Having reviewed the record, and for the reasons set forth previously, we conclude that the petitioner has failed to establish that the issues he raises before us are debatable among jurists of reason such that a court could resolve the issues in a different manner or that the questions raised deserve encouragement to proceed further. See Simms v. Warden, supra, 230 Conn. at 616. Accordingly, we conclude that the habeas court did not abuse its discretion in denying the petition for certification to appeal from the judgment denying the petition for a writ of habeas corpus.

The appeal is dismissed.

In this opinion the other judges concurred.

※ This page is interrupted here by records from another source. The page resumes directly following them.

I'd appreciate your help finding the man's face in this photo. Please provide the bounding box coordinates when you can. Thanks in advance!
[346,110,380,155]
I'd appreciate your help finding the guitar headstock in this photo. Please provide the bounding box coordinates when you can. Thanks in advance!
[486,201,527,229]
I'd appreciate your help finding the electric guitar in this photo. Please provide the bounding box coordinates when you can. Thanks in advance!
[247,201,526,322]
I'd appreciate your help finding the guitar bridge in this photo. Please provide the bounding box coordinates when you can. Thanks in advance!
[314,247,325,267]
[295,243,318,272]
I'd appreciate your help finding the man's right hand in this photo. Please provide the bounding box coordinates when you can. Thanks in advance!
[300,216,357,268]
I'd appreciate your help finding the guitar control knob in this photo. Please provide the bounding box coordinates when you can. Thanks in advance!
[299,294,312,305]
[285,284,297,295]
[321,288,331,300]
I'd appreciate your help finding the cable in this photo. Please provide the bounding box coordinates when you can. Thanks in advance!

1.  In count two of the amended petition, the petitioner brought an ineffective assistance of counsel claim related to Photos' representation; however, the habeas court found that the claim concerning Photos “[was] wholly unsupported, without merit, and deemed abandoned.” On appeal, the petitioner does not raise any claim concerning the habeas court's resolution of count two.

2.  In count three of the amended petition, the petitioner alleged that his due process rights were violated when he was charged with having violated and thereafter was convicted under § 53–92(a)(2)(A), kidnapping in the first degree. Relying on State v. Salamon, 287 Conn. 509, 542, 949 A.2d 1092 (2008), the petitioner appears to argue that the trial court erred when it failed to instruct the jury that if the kidnapping was incident to the restraint of the victim in connection with the crimes of sexual assault in the first degree in violation of § 53a–70 (a)(1) and robbery in the first degree in violation of § 53a–134 (a)(4), then the petitioner must have intended to prevent the victim's liberation for a longer period of time or to a greater degree than was necessary to commit the sexual assault and the robbery. See id. The habeas court denied that claim without prejudice. The petitioner has not challenged that denial in this appeal.

3.  Furthermore, the habeas court described the petitioner's statement to the police as “a shameless attempt to minimize his own role in the terrifying crimes․”

4.  Because the petitioner has not met his burden of proof under the first prong of Strickland, we do not reach the second prong.